Under normal circumstances, Air Astana flies four times a week from Frankfurt to the Kazakh capital, Nur Sultan (formerly Astana). Last Thursday's flight was canceled, and it remains to be seen
whether international air traffic to and from Kazakhstan will return to normal as of this Monday. Due to the ongoing clash between official forces and protesters opposing the authoritarian
regime, all commuting flights between Nur Sultan and Almaty remained on the ground last week.
Growing antagonism and inequality
The riots were triggered by massive increases in gas prices (liquid natural gas to power cars). However, that was just the famous straw that broke the camel's back. Anger against a corrupt elite that personally enriches itself from the country's wealth of natural resources, has been fermenting for some time. Critics speak of a secluded life of luxury for the political caste, gas and raw materials barons, while the majority of the 19 million Kazakhs live in relative poverty.
The gas price hike has since been reverted, but the riots forced the government to resign. Except for President Kassym-Jomart Tokayev, who remains in office, supported and guarded by paratroopers of the Collective Security Treaty Organization (CSTO): a pact comprising Russia, Belarus, Kyrgyzstan, Kazakhstan, Armenia, and Tajikistan, which was established following the collapse of the Soviet Union.
The others are always to blame
Meanwhile, Mr. Tokayev has ordered the military and police forces to liquidate all insurgents. A “patriotic act” to get rid of “foreign bandits, terrorists, and subversive elements.”
This is reminiscent of well-rehearsed patterns of dictatorships. The Belarusian long-term ruler, Alexander Lukashenko used a similar vocabulary to discriminate his compatriots, who protested en masse against his electoral fraud in 2020, and who he eventually had bludgeoned. Similarly with former Ukrainian President and Putin friend, Victor Yanukovich who lost office in 2014 when his people demonstrated against his rule in a peaceful revolution. After fleeing to Russia, he spoke of the “rats and riffraff” who were to blame for his electoral defeat and the Maidan protests against him.
The list could go on and on, including Iran, Venezuela, or Myanmar, for instance. Their rulers always blame “foreign troublemakers and terrorists” for any unrest. Yet it is mostly they, see Kazakhstan, who are leading their country to the abyss through misguided policies.
Concerns about the transport sector mount
As to the clash in resource-rich Kazakhstan: Political observers do not expect the protests to end quickly because many locals possess arms which they might use should suppression mount.

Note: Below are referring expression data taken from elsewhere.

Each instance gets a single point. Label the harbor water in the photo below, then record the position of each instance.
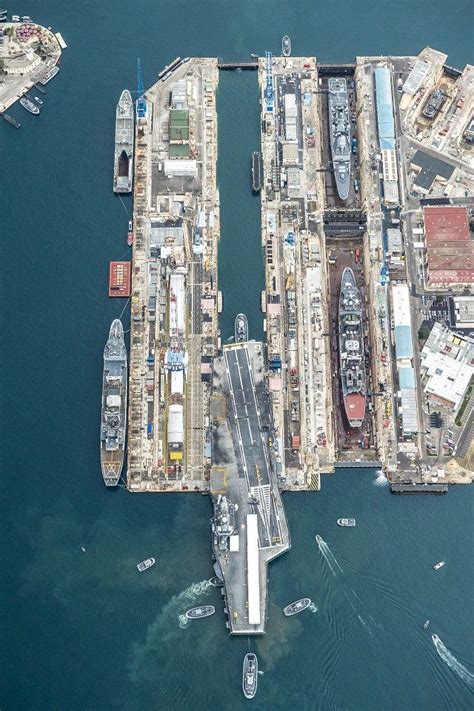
(82, 630)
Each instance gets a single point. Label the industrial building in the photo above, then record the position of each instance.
(449, 246)
(429, 169)
(386, 133)
(461, 313)
(407, 408)
(447, 366)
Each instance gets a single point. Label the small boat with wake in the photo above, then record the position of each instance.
(285, 46)
(145, 564)
(216, 582)
(29, 105)
(295, 607)
(250, 675)
(195, 613)
(346, 521)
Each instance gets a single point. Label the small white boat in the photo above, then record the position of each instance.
(298, 606)
(195, 613)
(250, 675)
(145, 564)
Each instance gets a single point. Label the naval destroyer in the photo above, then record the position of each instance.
(340, 134)
(124, 127)
(241, 328)
(114, 405)
(351, 349)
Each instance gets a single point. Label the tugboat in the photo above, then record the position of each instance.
(195, 613)
(286, 46)
(297, 606)
(145, 564)
(29, 105)
(216, 582)
(241, 328)
(250, 675)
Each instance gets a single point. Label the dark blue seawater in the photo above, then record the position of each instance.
(83, 631)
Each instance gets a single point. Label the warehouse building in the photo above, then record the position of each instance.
(447, 366)
(449, 246)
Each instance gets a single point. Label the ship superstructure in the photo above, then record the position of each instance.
(340, 134)
(351, 349)
(114, 405)
(124, 129)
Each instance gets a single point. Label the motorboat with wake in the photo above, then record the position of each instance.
(195, 613)
(241, 328)
(250, 675)
(295, 607)
(145, 564)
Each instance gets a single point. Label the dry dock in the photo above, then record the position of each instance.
(174, 281)
(297, 325)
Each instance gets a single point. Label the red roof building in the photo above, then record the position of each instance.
(449, 246)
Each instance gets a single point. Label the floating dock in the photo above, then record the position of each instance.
(119, 279)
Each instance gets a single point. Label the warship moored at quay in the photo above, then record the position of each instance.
(351, 350)
(114, 405)
(339, 130)
(256, 171)
(250, 675)
(241, 328)
(285, 46)
(124, 128)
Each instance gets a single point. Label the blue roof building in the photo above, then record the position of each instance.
(384, 105)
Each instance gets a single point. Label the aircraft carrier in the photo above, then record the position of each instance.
(351, 350)
(124, 130)
(114, 405)
(339, 127)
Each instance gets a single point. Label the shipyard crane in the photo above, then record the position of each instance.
(141, 103)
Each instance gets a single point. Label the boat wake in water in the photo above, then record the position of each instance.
(380, 479)
(349, 593)
(452, 662)
(187, 597)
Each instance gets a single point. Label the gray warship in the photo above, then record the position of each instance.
(241, 328)
(114, 405)
(124, 128)
(351, 349)
(340, 134)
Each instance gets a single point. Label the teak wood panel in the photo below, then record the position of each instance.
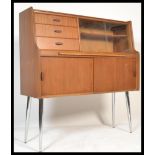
(57, 43)
(114, 74)
(66, 75)
(29, 58)
(55, 20)
(93, 46)
(125, 74)
(56, 31)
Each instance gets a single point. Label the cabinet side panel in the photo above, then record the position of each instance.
(29, 57)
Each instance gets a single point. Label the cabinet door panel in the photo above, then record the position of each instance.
(66, 75)
(114, 74)
(104, 74)
(125, 74)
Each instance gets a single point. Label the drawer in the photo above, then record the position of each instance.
(57, 43)
(56, 31)
(55, 20)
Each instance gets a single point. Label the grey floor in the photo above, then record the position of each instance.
(67, 136)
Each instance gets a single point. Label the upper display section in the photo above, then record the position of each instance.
(65, 32)
(98, 36)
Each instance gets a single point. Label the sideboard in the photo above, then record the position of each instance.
(65, 54)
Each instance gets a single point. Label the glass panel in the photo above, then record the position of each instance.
(98, 36)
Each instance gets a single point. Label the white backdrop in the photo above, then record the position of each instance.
(64, 107)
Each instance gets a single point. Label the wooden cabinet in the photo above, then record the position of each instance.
(63, 54)
(115, 74)
(66, 75)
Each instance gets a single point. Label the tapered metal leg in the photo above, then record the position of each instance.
(40, 123)
(128, 110)
(28, 109)
(113, 110)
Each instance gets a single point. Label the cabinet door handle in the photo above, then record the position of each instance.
(57, 31)
(59, 43)
(41, 76)
(56, 20)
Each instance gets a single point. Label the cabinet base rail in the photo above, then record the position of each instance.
(28, 111)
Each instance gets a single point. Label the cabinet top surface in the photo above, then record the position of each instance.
(79, 16)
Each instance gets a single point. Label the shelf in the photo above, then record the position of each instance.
(101, 36)
(114, 54)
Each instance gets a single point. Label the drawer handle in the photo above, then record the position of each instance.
(57, 31)
(56, 20)
(59, 43)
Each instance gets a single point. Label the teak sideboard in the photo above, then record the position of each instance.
(65, 54)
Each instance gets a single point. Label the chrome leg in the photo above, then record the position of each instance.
(128, 110)
(113, 110)
(28, 109)
(40, 123)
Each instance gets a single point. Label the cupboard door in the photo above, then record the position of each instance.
(125, 74)
(114, 74)
(104, 74)
(66, 75)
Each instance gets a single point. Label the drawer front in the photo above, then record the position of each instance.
(56, 31)
(55, 20)
(57, 43)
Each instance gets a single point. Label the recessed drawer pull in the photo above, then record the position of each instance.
(56, 20)
(57, 31)
(59, 43)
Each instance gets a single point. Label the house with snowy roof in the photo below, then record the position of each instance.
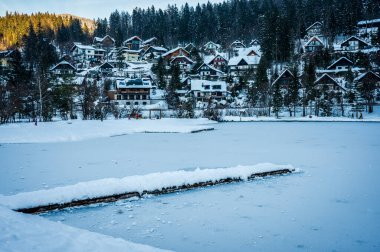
(254, 42)
(237, 44)
(245, 59)
(208, 71)
(133, 43)
(154, 52)
(106, 68)
(341, 64)
(238, 65)
(81, 53)
(314, 30)
(366, 28)
(63, 68)
(354, 44)
(5, 57)
(211, 47)
(327, 81)
(150, 42)
(204, 90)
(185, 63)
(128, 91)
(129, 54)
(371, 78)
(314, 44)
(217, 61)
(285, 78)
(190, 47)
(105, 42)
(175, 52)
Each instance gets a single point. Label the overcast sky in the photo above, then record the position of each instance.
(86, 8)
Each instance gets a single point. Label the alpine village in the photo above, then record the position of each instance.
(241, 57)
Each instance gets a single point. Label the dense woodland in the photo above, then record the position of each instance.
(29, 93)
(276, 23)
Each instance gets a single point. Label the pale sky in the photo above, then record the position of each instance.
(86, 8)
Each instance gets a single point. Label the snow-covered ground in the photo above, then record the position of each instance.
(131, 184)
(20, 232)
(331, 206)
(62, 131)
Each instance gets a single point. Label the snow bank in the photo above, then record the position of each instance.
(115, 186)
(20, 232)
(297, 119)
(63, 131)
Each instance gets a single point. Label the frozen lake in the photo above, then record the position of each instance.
(332, 206)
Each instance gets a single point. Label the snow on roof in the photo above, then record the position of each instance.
(211, 67)
(250, 60)
(200, 85)
(247, 50)
(312, 39)
(373, 21)
(63, 62)
(149, 40)
(182, 57)
(208, 59)
(210, 42)
(356, 39)
(313, 25)
(237, 42)
(281, 74)
(81, 46)
(133, 83)
(132, 38)
(364, 74)
(173, 50)
(341, 58)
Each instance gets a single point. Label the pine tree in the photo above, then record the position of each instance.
(277, 99)
(172, 96)
(294, 89)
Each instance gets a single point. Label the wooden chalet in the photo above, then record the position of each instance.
(175, 52)
(368, 77)
(154, 52)
(133, 43)
(149, 42)
(331, 83)
(204, 90)
(208, 71)
(131, 92)
(342, 64)
(63, 68)
(368, 27)
(106, 68)
(190, 47)
(211, 47)
(354, 44)
(314, 30)
(105, 42)
(185, 64)
(254, 42)
(314, 44)
(237, 44)
(284, 79)
(218, 62)
(5, 58)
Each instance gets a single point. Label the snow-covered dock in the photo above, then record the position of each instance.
(110, 190)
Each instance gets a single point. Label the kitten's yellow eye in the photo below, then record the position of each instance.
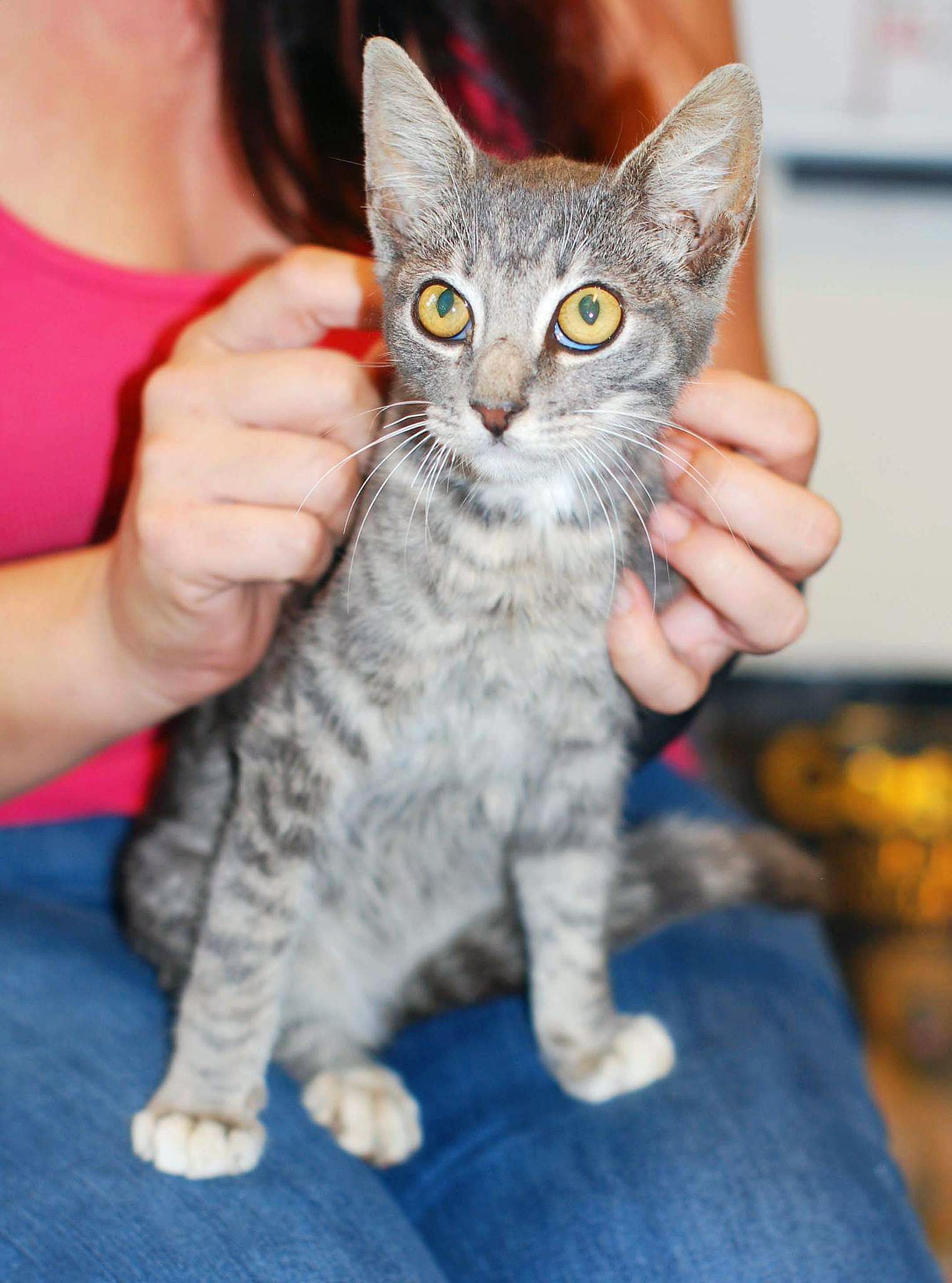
(442, 311)
(588, 317)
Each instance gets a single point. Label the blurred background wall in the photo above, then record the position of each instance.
(856, 226)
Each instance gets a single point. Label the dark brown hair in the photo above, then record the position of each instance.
(292, 76)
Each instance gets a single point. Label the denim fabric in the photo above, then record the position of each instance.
(760, 1160)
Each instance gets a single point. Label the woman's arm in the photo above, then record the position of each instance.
(652, 53)
(181, 603)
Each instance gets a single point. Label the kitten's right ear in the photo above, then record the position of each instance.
(413, 148)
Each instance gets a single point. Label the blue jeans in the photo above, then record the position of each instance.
(760, 1160)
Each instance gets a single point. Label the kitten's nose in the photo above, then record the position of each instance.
(495, 418)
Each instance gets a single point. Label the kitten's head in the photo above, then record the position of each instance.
(534, 304)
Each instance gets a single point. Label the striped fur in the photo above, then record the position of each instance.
(421, 786)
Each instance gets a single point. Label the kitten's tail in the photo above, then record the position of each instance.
(673, 869)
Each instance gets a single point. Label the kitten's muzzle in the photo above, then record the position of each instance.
(497, 418)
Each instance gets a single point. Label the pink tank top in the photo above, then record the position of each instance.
(77, 340)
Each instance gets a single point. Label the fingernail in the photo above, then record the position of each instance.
(670, 522)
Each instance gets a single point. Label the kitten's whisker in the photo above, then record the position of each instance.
(649, 497)
(676, 428)
(609, 520)
(379, 465)
(440, 460)
(380, 491)
(582, 493)
(649, 443)
(370, 445)
(434, 445)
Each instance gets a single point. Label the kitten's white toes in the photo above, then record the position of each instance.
(188, 1145)
(368, 1111)
(641, 1052)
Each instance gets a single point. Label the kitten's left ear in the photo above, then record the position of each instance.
(696, 177)
(415, 152)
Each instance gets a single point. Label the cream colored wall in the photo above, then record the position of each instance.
(859, 308)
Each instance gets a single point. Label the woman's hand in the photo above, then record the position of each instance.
(238, 429)
(742, 529)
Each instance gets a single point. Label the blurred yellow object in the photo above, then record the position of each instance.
(884, 816)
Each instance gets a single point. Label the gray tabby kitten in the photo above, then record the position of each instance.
(416, 799)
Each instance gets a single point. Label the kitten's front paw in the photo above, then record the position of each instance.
(367, 1110)
(194, 1146)
(639, 1052)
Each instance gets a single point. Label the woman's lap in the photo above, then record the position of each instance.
(761, 1158)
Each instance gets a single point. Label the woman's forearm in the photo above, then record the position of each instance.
(67, 689)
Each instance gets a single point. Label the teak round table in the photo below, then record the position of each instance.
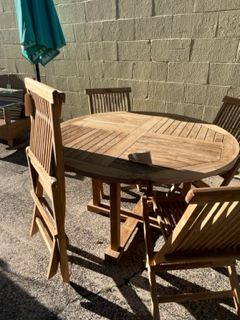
(181, 149)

If so, the transport sector might also be hit. Besides air traffic, foreigners are currently not allowed to enter Kazakhstan, cargo trains could also be affected. This applies in particular to the southern route of the trans-Eurasian rail link connecting China and Europe, which runs across Kazakhstan. However, serious forecasts about this are currently impossible due to the prevailing information blackout and the shutdown of the internet by the Kazakh regime.